The run() call appends its string argument as an additional user message. The LLM therefore sees the image message followed by the “Describe it” message, just as if two separate turns happened.

Reading media files as tools

read_file from axio-tools-local detects file extensions and returns multimodal blocks automatically - no extra configuration needed:

Extension

Returned block

.jpg, .jpeg, .png, .gif, .webp

ImageBlock

.mp3, .wav, .ogg, .flac, .m4a, .aac, .pcm

AudioBlock

.mp4, .webm, .mov, .avi, .mpg, .wmv, .3gp

VideoBlock

For a text file, read_file returns a plain str. For a media file it returns [TextBlock(text="...metadata..."), <MediaBlock>]. The transport forwards the blocks to the LLM as native multimodal content.

A vision-capable model (Gemini, Claude, GPT-4o) receiving read_file results for images can describe, compare, and reason about the pixel content directly.

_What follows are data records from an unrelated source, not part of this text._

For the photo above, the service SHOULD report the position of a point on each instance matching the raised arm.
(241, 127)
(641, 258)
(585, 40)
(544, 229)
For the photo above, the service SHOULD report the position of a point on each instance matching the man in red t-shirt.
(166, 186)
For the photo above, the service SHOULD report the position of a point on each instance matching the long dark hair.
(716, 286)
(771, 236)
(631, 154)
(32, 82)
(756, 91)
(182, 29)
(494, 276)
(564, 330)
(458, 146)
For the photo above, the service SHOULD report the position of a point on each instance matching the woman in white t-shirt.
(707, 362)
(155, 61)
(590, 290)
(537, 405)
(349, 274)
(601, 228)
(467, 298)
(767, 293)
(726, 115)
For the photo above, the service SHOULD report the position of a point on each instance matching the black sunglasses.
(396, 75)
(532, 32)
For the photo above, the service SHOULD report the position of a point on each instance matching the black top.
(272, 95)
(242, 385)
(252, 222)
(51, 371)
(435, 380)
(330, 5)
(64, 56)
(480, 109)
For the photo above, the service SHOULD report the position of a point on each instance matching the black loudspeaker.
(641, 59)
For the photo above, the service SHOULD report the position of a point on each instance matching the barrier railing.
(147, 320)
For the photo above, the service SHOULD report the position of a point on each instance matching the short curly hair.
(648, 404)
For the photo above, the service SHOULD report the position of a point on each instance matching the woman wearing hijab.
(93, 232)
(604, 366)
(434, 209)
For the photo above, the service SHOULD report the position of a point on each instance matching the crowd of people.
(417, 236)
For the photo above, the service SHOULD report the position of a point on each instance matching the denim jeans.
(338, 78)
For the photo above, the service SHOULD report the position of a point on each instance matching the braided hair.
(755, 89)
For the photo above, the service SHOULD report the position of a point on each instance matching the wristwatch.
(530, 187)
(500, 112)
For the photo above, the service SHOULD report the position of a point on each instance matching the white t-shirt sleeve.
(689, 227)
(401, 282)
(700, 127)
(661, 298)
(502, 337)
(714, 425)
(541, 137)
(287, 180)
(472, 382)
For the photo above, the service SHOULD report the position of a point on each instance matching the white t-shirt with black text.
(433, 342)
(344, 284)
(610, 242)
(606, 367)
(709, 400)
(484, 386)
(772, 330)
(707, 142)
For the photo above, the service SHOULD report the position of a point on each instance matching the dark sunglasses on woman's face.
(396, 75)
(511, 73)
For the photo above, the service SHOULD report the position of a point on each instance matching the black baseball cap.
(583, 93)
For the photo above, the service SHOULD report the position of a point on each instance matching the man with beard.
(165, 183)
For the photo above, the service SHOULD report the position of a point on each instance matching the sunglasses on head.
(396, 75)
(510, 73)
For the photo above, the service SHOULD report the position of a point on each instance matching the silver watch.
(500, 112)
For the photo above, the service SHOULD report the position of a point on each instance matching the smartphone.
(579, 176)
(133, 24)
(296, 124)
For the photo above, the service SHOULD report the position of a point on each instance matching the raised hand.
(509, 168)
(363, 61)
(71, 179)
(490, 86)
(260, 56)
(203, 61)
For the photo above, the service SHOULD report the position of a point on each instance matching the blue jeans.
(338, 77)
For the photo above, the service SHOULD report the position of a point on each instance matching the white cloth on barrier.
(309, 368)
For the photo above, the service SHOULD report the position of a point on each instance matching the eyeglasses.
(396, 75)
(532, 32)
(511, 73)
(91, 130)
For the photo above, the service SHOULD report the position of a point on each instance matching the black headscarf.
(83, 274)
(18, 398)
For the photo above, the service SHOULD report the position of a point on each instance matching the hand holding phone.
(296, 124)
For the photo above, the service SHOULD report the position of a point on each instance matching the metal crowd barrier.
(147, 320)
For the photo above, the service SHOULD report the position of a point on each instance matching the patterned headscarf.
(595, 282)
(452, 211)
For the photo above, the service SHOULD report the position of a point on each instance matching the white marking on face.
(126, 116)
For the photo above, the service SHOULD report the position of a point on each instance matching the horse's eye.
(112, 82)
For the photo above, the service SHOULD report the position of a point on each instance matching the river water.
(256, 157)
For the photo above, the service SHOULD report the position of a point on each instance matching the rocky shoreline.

Tools returning multimodal content

A tool handler can return a list of blocks to pass rich content back to the model. This is how read_file works internally:

import asyncio
from axio import Agent, MemoryContextStore, Tool
from axio.blocks import TextBlock, ImageBlock
from axio.testing import StubTransport, make_tool_use_response, make_text_response


async def capture_chart() -> list[TextBlock | ImageBlock]:
    """Capture the current chart as an image."""
    chart_bytes = b"\x89PNG..."   # real implementation would render a chart
    return [
        TextBlock(text="Chart captured."),
        ImageBlock(media_type="image/png", data=chart_bytes),
    ]


async def main() -> None:
    transport = StubTransport([
        make_tool_use_response("capture_chart", "t1", {}),
        make_text_response("The chart shows an upward trend."),
    ])
    agent = Agent(
        system="You are a data analyst.",
        tools=[Tool(name="capture_chart", handler=capture_chart)],
        transport=transport,
    )
    reply = await agent.run("Describe the current chart.", MemoryContextStore())
    assert reply == "The chart shows an upward trend."


asyncio.run(main())

Realtime audio

For low-latency voice agents that stream raw PCM audio in both directions, use RealtimeAgent with axio-audio. See the Realtime Audio guide.

Transport support

Not every transport supports every modality. Check the model’s declared capabilities before sending:

Capability

Meaning

vision

Accepts ImageBlock

audio

Accepts AudioBlock

video

Accepts VideoBlock

image_generation

Can produce images

video_generation

Can produce videos

from axio.models import Capability

model = getattr(transport, "model", None)
caps = getattr(model, "capabilities", frozenset())
if Capability.vision in caps:
    print("This model can see images")

See the Model Registry reference for the full capabilities list.